Quand la vulnérabilité est verbalisée. Le cas des joueuses françaises de tennis.
Marine Fontaine  1@  
1 : Université d'Artois
Laboratoire Textes et Cultures

La pratique sportive au plus haut niveau suppose un mode de vie entièrement orienté vers la production de performance malgré le caractère incertain et précaire du métier (Fleuriel & Schotté, 2008). Au tennis, des chiffres interpellant viennent illustrer ce propos : en 2014, d'après une enquête de la Fédération Internationale de Tennis, le seuil de rentabilité se situe à la 336ème place mondial chez les hommes et à la 253ème chez les femmes, c'est-à-dire qu'au-delà de ce classement, les sportifs « perdent de l'argent ». Alors même qu'ils consacrent l'essentiel de leur temps à la production de performance et de manière exclusive, ces athlètes ne possèdent pas le statut de travailleurs et sont alors exposés à être vulnérables. Une vulnérabilité qui s'avère être plus précoce pour les femmes que pour les hommes, puisqu'alors que le tennis figure parmi l'un des seuls sports mixtes dès le début de l'histoire des sports (Terret, 2007), de nettes disparités persistent dans la gratification des sportives, au niveau des sponsors et de la médiatisation (Louveau, 2012). Dès lors, dans quelles mesures l'organisation du tennis de haut niveau et des chemins d'accès au haut niveau alimente une vulnérabilité des joueuses et/ou d'une majorité notable d'entre elles ? 
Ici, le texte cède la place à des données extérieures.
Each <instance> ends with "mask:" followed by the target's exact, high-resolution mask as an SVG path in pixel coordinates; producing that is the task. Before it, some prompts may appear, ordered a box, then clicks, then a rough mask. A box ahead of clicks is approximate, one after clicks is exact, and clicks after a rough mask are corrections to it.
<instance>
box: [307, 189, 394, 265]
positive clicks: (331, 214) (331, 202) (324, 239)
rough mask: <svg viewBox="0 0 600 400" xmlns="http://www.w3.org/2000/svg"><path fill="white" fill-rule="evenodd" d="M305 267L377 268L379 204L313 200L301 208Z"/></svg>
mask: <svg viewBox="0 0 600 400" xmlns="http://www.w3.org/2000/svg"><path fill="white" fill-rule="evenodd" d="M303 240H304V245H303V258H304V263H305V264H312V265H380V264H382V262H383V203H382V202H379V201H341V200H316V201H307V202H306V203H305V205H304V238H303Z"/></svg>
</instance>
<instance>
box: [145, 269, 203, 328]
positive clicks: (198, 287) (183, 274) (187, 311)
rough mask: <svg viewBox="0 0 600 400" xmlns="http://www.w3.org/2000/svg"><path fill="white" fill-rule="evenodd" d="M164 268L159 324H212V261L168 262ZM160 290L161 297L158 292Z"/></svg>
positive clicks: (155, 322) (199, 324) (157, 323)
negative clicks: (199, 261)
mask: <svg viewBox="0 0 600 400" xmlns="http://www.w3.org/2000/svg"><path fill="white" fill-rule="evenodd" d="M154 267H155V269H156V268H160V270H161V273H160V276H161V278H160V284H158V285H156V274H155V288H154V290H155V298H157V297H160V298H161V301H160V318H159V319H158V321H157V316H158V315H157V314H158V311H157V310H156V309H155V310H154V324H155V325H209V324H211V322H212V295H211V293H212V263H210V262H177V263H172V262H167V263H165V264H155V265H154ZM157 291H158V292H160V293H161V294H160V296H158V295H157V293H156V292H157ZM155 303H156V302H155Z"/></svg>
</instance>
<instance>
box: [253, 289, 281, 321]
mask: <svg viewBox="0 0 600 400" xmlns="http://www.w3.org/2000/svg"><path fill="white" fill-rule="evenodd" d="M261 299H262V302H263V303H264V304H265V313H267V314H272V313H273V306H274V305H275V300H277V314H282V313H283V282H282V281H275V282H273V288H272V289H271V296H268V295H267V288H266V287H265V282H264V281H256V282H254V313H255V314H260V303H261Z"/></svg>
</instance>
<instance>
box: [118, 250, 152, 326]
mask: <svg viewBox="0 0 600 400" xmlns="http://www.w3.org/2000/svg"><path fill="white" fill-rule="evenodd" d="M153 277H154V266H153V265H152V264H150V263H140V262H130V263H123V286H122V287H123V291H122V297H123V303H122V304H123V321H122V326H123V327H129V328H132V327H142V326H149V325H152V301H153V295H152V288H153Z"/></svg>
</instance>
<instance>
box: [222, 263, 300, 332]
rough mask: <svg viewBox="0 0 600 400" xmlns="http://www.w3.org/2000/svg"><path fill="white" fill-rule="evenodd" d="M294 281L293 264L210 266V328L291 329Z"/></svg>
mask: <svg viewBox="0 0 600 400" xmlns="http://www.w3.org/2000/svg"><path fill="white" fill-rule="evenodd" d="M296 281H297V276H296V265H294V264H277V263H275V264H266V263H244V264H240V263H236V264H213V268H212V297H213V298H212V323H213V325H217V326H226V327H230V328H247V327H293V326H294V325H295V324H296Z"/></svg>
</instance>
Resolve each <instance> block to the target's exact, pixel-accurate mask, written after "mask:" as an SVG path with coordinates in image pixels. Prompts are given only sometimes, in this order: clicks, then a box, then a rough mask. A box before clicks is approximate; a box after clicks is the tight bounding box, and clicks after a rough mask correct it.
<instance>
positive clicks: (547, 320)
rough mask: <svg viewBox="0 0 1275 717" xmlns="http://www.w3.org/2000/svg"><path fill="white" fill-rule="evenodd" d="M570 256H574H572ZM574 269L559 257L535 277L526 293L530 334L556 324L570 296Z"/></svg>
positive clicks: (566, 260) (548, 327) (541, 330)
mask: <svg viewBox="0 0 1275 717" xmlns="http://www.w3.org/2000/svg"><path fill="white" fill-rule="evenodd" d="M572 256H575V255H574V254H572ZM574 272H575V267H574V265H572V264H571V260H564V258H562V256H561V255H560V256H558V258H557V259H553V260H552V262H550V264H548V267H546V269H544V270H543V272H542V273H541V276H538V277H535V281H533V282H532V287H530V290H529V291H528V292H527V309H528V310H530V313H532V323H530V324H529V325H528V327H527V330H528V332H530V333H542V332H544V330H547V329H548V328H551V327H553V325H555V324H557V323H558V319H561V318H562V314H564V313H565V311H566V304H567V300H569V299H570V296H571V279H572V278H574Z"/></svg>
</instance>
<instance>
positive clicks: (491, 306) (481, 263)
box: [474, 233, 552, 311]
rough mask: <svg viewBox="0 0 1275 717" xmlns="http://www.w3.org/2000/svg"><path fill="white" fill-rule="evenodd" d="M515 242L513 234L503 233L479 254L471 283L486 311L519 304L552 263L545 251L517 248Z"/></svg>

Une enquête qualitative par récits de vie a été menée auprès de 29 joueuses de haut niveau afin de de saisir la dimension dynamique et subjective des carrières en les situant dans leur interaction avec d'autres champs – qu'ils soient sportifs et/ou extra sportifs – et qui favorisent (ou limitent) la progression dans les étapes de la carrière. Nos résultats montrent que la carrière des tenniswomen est marquée par un long processus de professionnalisation. Une phase d'entrée dans la carrière pendant laquelle les joueuses sont soumises à une socialisation sportive précoce et un engagement progressif vers une pratique compétitive. S'ensuit une phase de développement marquée par une intensification de la pratique sous-tendue par un processus de « conversion » qui implique l'inculcation de la vocation sportive. Enfin, la dernière phase est marquée par un processus de rationalisation et de complexification de l'engagement. Lors de ces différentes phases, nous montrerons, lors de cette communication, que les différents processus de vulnérabilité (financière, sociale, physique, psychologique, etc.) rencontrés par les joueuses se modifient au fil du temps et en fonction des situations rencontrées mais aussi en fonction des dispositions acquises lors du processus de socialisation qui seront activées ou inhibées (Lahire, 1998).